T_comp_old = ufl.inner(u_n, v)*ufl.dx
T_comp_old += ufl.inner(p_n, q)*ufl.dx
S_comp_old = ufl.inner(p_n, ufl.div(v))*ufl.dx
S_comp_old -= ufl.inner(tao(u_n, Re), ufl.grad(v))*ufl.dx
S_comp_old -= ufl.inner(ufl.div(u_n), q)*ufl.dx
B_comp_old = ufl.inner(ufl.dot(sigma(u_n, p_n, Re), n), v)*ufl.ds

Form = (1/k)*(T_comp - T_comp_old) - (1/2) * \
    (S_comp + S_comp_old) - (1/2)*(B_comp + B_comp_old)

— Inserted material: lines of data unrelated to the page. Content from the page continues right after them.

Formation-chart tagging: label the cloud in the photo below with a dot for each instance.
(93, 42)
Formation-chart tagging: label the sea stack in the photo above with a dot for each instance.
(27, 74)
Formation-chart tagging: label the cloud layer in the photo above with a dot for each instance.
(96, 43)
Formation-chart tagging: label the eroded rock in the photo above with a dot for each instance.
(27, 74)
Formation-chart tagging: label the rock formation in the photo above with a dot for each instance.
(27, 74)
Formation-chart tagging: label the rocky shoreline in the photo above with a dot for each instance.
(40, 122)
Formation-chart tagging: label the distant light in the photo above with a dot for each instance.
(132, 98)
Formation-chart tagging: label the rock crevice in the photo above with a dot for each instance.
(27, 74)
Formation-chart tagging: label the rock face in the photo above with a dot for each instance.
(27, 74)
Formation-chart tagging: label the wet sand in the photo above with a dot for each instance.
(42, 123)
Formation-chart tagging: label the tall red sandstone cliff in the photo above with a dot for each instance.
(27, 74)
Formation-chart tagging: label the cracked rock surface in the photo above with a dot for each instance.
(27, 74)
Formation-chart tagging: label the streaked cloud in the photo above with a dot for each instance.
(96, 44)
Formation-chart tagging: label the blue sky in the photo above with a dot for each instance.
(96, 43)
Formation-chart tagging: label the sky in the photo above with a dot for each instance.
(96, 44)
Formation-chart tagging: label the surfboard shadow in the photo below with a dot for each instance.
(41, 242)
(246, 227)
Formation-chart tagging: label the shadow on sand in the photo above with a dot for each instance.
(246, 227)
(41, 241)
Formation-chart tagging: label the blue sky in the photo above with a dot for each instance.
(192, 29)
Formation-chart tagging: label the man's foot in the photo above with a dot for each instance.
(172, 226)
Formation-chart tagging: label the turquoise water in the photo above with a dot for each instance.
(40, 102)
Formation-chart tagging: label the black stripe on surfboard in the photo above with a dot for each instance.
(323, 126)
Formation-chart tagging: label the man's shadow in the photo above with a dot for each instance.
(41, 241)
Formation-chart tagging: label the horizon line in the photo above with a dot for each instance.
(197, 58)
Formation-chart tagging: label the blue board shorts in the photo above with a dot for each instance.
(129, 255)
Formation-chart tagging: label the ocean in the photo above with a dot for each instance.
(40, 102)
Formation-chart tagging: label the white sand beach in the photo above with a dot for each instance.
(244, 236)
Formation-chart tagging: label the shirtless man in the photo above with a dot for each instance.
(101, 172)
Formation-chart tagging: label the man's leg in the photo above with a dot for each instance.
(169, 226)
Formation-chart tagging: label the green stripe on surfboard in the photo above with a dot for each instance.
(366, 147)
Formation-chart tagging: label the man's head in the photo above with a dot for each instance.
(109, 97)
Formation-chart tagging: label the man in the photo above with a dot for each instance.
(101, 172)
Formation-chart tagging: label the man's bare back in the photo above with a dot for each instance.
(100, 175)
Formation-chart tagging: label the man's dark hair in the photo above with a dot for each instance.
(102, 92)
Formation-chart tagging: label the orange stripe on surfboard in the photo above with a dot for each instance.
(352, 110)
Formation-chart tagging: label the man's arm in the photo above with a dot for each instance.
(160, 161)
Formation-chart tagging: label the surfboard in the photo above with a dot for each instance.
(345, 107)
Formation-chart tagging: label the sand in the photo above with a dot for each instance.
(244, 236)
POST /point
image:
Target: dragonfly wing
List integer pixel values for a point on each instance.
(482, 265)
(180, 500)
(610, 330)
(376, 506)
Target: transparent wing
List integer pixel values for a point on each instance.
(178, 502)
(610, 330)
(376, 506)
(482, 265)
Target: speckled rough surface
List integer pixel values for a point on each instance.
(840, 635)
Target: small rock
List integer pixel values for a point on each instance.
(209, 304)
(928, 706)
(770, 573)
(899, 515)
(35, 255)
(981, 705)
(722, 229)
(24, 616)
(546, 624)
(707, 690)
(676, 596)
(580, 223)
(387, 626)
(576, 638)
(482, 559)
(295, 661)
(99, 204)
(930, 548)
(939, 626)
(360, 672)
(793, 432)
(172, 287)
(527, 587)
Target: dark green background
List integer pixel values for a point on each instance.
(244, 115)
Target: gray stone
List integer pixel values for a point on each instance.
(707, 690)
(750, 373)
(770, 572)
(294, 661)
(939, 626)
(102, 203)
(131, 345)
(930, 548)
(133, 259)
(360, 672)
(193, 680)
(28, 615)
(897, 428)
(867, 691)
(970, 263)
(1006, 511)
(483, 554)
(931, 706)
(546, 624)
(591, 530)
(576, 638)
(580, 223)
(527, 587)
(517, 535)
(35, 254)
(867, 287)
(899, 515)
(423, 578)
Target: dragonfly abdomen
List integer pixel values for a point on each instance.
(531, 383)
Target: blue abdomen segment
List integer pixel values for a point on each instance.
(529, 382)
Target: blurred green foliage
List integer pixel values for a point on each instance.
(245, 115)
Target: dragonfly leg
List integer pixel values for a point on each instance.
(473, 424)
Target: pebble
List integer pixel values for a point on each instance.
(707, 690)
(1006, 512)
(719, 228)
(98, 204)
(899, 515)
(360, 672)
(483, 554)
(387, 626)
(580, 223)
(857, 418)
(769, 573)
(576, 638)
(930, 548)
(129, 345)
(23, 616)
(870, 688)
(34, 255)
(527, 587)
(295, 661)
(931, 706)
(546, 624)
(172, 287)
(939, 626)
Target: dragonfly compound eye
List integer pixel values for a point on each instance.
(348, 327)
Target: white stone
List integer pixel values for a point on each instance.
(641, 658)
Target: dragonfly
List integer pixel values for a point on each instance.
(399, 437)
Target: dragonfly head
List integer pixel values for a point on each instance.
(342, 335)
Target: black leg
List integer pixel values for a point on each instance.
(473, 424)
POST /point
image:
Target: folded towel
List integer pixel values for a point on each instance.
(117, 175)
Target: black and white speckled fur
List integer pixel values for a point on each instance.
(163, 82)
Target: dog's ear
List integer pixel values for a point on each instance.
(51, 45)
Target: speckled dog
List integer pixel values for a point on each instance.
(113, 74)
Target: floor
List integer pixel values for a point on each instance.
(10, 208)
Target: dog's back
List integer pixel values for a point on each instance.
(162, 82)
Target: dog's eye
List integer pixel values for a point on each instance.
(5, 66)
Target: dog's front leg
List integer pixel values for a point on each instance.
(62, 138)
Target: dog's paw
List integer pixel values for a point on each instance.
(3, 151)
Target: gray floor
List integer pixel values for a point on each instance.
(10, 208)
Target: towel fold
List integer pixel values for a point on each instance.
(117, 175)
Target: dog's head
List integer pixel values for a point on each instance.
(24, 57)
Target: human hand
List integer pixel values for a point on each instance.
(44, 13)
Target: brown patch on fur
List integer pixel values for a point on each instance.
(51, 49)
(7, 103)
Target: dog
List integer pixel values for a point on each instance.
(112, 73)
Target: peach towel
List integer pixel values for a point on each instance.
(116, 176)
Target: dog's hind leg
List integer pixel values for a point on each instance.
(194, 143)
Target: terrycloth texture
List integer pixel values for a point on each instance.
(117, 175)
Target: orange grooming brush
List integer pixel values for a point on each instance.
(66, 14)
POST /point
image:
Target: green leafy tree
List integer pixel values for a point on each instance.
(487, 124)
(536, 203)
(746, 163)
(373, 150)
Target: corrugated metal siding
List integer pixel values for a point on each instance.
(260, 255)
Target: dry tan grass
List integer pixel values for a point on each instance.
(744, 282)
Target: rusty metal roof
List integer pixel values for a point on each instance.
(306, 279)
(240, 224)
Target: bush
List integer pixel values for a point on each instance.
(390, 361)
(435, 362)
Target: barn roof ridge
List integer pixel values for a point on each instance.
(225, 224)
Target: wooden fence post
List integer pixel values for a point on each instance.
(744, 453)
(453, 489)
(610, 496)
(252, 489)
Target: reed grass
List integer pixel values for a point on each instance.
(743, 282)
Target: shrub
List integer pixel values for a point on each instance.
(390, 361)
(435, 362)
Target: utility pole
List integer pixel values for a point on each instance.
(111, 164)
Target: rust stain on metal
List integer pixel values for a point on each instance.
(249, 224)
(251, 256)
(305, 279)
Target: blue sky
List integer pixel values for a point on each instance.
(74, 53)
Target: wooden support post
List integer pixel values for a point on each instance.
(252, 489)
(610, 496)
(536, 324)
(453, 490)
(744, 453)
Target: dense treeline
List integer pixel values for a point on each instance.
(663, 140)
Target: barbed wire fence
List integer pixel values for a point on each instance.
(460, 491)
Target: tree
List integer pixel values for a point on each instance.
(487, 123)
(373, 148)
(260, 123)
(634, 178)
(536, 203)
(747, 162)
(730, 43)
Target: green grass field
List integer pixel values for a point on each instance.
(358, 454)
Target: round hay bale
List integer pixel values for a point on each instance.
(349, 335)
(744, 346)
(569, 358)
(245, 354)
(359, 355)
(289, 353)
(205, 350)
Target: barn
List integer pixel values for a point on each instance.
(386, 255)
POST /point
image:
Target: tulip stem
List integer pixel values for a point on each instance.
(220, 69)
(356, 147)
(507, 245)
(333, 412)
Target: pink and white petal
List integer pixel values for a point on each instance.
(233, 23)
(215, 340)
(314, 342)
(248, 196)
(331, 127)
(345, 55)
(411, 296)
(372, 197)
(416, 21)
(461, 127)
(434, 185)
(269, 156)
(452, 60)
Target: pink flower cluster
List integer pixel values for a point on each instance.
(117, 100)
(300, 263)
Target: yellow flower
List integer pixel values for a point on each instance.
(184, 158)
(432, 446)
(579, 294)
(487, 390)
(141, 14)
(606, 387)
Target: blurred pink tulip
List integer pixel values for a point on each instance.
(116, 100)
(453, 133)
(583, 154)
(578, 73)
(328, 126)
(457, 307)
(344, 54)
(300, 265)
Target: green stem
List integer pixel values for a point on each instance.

# Bilinear and linear form
a = fem.form(ufl.lhs(Form))
L = fem.form(ufl.rhs(Form))

# Assemble left-hand side matrix A and right-hand side vector b
A = fem.petsc.assemble_matrix(a, bcs=bc)
A.assemble()
b = fem.petsc.create_vector(L)

# Linear system solver
solver = PETSc.KSP().create(mesh.comm)
solver.setOperators(A)
solver.setType(PETSc.KSP.Type.GMRES)
t = 0
V1_form = fem.form(
    fem.form(ufl.dot(ufl.dot(sigma(u_n, p_n, Re), n), v)*ufl.ds))
V1 = fem.Function(Y)
V2_form = fem.form(ufl.dot(n, v)*ufl.ds)
V2 = fem.Function(Y)
for iterations in range(num_steps):
    t += dt

    # Update the right hand side reusing the initial vector
    with b.localForm() as loc_b:
        loc_b.set(0)
    fem.petsc.assemble_vector(b, L)

    # Apply Dirichlet boundary condition to the vector
    apply_lifting(b, [a], [bc])
    b.ghostUpdate(addv=PETSc.InsertMode.ADD_VALUES,
                  mode=PETSc.ScatterMode.REVERSE)
    set_bc(b, bc)

    # Solve linear problem
    solver.solve(b, q_n.vector)
    q_n.x.scatter_forward()
    u_n.x.scatter_forward()
    p_n.x.scatter_forward()
    start = time.perf_counter()

    # Define vectors
    with V1.vector.localForm() as loc_v1, V2.vector.localForm() as loc_v2:
        loc_v1.set(0)
        loc_v2.set(0)
    fem.petsc.assemble_vector(V1.vector, V1_form)
    fem.petsc.assemble_vector(V2.vector, V2_form)
    V1.vector.ghostUpdate(addv=PETSc.InsertMode.ADD,
                          mode=PETSc.ScatterMode.REVERSE)
    V2.vector.ghostUpdate(addv=PETSc.InsertMode.ADD,
                          mode=PETSc.ScatterMode.REVERSE)
    end = time.perf_counter()
    print(f"Assemble: {end-start:.2e}")

    # Compute solution
    start = time.perf_counter()
    Solution = V1.vector.dot(V2.vector)
    end = time.perf_counter()
    print(f"Dot: {end-start:.2e}")
Assemble: 6.61e-05
Dot: 2.71e-06
Assemble: 6.55e-05
Dot: 2.47e-06

Thank you very much.
What version of petsc4py.PETSc.Vec are you using?

I get the error:

AttributeError: ‘petsc4py.PETSc.Vec’ object has no attribute ‘vector’

when I do V1.vector for example.

Note that I defined V1 as

not a petsc vector,
and then not define V1 through assembly:

You are right, I did a mistake.

Thank you very much for this, it is working very well now!